Kim Rosemary Bolan (born 1959) is a Canadian journalist who has been a reporter at the Vancouver Sun since her journalism career began in 1984. She has reported on minority, women's, education, and social services issues; wars in El Salvador, Guatemala and Afghanistan; Sikh extremism, and the bombing and trials related to Air India Flight 182. CBC Radio has also featured her work. On May 4, 2017, while covering a murder trial of a former leader of the UN Gang, Bolan learned that she had been the subject of a murder plot, which she reported on in an article published on May 24, 2017, in the Vancouver Sun.

== Early career ==
Bolan grew up in Courtenay on Vancouver Island. She was a writer in high school, contributing to the Comox District Free Press and she sent stories on the bus to Victoria to be published in the daily Times Colonist newspaper. While attending the University of Victoria she worked as sports editor of The Oak Bay Star.

Bolan then graduated with a Master's degree in journalism from the University of Western Ontario in the 1980s.

== Awards and honours ==
Bolan has won or "been shortlisted for" 15 awards.

Bolan won the Courage in Journalism Award presented by the International Women's Media Foundation in 1999.

In 2000, the Canadian Committee for World Press Freedom (the National Press Club of Canada) presented its 1st Press Freedom Award (1999) to Bolan for continuing her investigations after she was "...threatened with violence and placed under police protection during her investigative reporting on the Air India bombing." Secretary of State David Kilgour presented the award and concluded by saying "Today, in recognition of her strength of character, professionalism and courage to continue in her role as a leading journalist in the face of threats and other forms of extreme intimidation, the National Press Club of Canada is pleased to award the Press Freedom Award to Kim Bolan of the Vancouver Sun."

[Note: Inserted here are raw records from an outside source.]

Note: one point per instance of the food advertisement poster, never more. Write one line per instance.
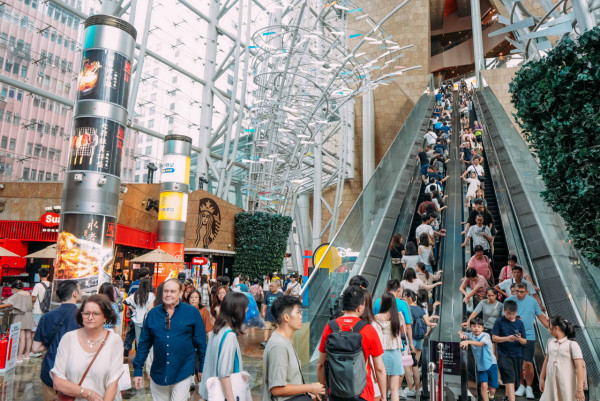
(85, 250)
(104, 76)
(172, 206)
(96, 145)
(175, 168)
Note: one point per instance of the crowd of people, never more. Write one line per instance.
(187, 337)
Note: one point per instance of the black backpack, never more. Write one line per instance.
(45, 303)
(346, 368)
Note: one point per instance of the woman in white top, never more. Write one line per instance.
(411, 256)
(388, 323)
(411, 282)
(141, 301)
(426, 252)
(77, 349)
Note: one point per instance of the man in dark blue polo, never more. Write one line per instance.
(52, 327)
(175, 329)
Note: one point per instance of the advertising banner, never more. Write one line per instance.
(173, 206)
(85, 250)
(96, 145)
(104, 76)
(175, 168)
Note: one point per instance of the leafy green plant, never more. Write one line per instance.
(558, 107)
(260, 242)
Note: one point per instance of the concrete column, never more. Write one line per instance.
(303, 205)
(368, 137)
(477, 40)
(210, 57)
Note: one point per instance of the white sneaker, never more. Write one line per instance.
(529, 393)
(520, 391)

In 2001, the British Columbia Civil Liberties Association awarded her with the Reg Robson award for her "fearless commitment to freedom of expression". The award is given to honour people who have demonstrated a substantial and long-lasting contribution to civil liberties issues in British Columbia and Canada.

In 2006 PEN Canada presented her with the Paul Kidd Courage Prize.

Reporting on her speech at the Fraser Institute in 2007, The Times of India reported that Bolan still received death threats over her coverage of the 1985 Air India bombing.

=="Political storm" of 2007==
In February 2007, Canadian Prime Minister Stephen Harper caused "a political storm" by trying to read part of a Bolan article into the record of the House of Commons of Canada. He was suggesting his Liberal opponents were refusing to extend anti-terrorism measures in order to protect the father-in-law of a Member of Parliament.

==Books==
Kim Bolan's first book, "Loss of Faith: How the Air-India Bombers Got Away With Murder", was published in 2005.